Reported Internet Crime Losses Neared $3 Billion in 2018

The Federal Bureau of Investigation has released its annual Internet Crime Complaint Center (IC3) report. Many, probably most, internet scams don't get reported, but the 20,000 that were reported caused losses $1.2 billion, an increase from just under $700 million the year before.

In 2018, the IC3 received more than 20,000 business email compromise (BEC) reports and this compares to about 15,000 reports the year before. A BEC attack usually involves a crook who pretends to be a high-ranking company official. A common approach involves an email from someone who impersonates the CEO. The message explains that the company is acquiring another organization, but the acquisition must be kept confidential, even within the company. The "CEO" then asks that the employee prepare a wire transfer.

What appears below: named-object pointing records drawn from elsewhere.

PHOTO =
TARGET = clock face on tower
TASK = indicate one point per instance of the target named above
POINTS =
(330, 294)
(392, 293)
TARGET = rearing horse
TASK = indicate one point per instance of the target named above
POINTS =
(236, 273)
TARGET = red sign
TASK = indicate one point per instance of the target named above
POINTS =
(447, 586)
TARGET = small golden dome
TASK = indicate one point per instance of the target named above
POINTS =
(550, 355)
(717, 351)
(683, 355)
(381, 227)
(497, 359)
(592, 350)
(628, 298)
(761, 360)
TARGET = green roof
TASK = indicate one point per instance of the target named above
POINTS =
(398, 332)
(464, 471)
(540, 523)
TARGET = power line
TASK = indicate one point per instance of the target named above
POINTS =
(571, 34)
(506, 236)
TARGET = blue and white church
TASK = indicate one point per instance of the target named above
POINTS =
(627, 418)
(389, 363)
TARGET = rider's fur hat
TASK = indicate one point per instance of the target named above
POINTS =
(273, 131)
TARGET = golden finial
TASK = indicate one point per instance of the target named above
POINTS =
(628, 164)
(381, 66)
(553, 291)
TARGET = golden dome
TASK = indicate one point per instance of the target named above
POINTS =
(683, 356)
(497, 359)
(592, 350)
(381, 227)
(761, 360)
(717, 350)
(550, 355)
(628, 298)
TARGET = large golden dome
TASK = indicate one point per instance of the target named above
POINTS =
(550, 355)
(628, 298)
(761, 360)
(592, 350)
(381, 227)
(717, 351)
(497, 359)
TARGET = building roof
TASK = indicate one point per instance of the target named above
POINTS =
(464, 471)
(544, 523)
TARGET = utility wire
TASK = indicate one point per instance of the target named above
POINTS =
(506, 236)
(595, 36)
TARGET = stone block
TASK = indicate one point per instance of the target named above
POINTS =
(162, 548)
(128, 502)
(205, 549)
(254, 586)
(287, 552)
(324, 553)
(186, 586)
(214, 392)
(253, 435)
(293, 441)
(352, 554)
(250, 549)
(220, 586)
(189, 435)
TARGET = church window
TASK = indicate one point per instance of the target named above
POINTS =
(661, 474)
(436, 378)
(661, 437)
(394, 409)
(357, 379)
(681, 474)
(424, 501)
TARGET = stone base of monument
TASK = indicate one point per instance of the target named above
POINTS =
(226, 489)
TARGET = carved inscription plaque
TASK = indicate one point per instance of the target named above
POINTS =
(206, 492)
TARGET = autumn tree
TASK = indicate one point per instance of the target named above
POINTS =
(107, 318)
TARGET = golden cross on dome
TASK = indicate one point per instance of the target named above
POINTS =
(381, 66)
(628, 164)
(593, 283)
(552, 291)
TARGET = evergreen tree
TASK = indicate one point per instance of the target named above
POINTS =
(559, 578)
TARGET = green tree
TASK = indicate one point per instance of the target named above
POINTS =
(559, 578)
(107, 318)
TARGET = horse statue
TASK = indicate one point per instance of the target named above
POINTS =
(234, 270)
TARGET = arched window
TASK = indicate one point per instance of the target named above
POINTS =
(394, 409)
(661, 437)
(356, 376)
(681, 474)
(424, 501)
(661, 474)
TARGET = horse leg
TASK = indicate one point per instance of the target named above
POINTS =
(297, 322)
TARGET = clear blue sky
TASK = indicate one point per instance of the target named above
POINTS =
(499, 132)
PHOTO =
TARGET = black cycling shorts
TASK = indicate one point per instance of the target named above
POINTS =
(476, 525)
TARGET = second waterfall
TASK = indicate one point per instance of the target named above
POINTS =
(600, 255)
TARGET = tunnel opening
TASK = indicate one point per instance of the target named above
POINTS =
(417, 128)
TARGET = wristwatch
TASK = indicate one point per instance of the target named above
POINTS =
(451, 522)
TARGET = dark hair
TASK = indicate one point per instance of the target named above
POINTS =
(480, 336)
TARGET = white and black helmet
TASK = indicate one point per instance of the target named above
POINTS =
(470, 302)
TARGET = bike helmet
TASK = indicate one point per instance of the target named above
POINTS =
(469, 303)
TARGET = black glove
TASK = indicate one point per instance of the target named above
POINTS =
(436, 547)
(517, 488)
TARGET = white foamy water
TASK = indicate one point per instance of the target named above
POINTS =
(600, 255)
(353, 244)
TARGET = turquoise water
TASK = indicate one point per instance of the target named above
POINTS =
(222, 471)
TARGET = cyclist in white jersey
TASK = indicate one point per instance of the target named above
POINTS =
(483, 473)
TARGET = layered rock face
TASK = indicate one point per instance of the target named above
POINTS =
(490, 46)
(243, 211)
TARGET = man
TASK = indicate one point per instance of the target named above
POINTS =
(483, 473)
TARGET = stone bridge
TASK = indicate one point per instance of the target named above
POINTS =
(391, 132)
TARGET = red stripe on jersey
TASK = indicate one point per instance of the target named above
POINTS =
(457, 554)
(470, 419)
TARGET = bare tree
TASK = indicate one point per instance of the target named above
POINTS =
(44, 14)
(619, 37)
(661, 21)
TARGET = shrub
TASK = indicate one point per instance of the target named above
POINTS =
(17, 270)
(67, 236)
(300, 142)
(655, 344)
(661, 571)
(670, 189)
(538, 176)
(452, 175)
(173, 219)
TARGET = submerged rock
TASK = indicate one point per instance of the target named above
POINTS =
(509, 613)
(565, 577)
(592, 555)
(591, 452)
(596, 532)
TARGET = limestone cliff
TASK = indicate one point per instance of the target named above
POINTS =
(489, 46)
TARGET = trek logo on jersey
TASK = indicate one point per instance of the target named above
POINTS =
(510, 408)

Tech support fraud continues to work well and the IC3 received 14,000 complaints from people who lost nearly $39 million. These are the scams that usually involve either a phone call or an email from a "support" technician who claims that the victim's computer has been compromised. Most of the victims of this kind of fraud are individual computer users and many are over 60 years of age.

The Internet Crime Complaint Center is a website operated by the FBI where you can file a complaint if you have been victimized. Will you get your money back? Probably not, but at least the FBI can investigate and, if the crooks are located in the United States, make an effort to shut them down.

The number of complaints about scams purporting to be from the Internal Revenue Service or other government agency threatening immediate arrest unless a fine is paid by phone have increased significantly. The crooks usually want the victim to purchase a gift card and then provide the number to the scammer.

Another inventive scheme has crooks obtaining credentials that a corporate payroll manager uses to log on to a payroll processing service. They can then change account information for one or more employees and have salaries direct deposited to a crook's account.

The IC3 received about 900 complaints a day in 2018 and total losses for on-line crime was approximately $2.71 billion. If you'd like to read the IC3's annual report, it's on the website.

Frequent Password Changes Don't Improve Security

Common practice for years has been to force users to change their passwords frequently, but frequent password changes might actually reduce security instead of enhance it.

I'm familiar with a company that required password changes every 45 days. Microsoft's default system configuration gives users 60 days. Both of those periods are unfortunate. Take 45 day expirations, for example: Set a new password on Monday and it will expire 45 days later (Saturday) and the old password won't be accepted when you return to the office on Monday (day 47). Then you'd have to call the IT department and have someone reset the password. That wastes a lot of time for everyone.

A technique I developed started with a password change on Tuesday with a calendar reminder 42 days later, which would also be a Tuesday. Why Tuesday? Sometimes Mondays are holidays and I had enough vacation days to take about half of the Fridays off. Tuesday seemed like a good choice and it still left me with three grace days if I couldn't change the password on Tuesday.

That still left another problem: Coming up with a secure and memorable password every 42 days. I worked out a method for that, too, by creating passwords that had three discrete components -- three letters (upper and lower), a symbol, and a four-digit number. There were four sets of letters, four symbols, and four four-digit numbers. That gave me an array of 64 unique passwords. Each of the components could be referenced by a word that would be meaningful to me, but meaningless to anybody else.

What happens all too often, though, when people are forced to change passwords frequently is that they use their previous password an add a number at the end. Or they create a password that's too short or can be guessed. I've considered the safer method to have a long, complex password that's stored in a password manager and changed infrequently.

Microsoft has dropped the default requirement to change passwords every 60 days for Windows Server version 1903. Seems like a good idea to me!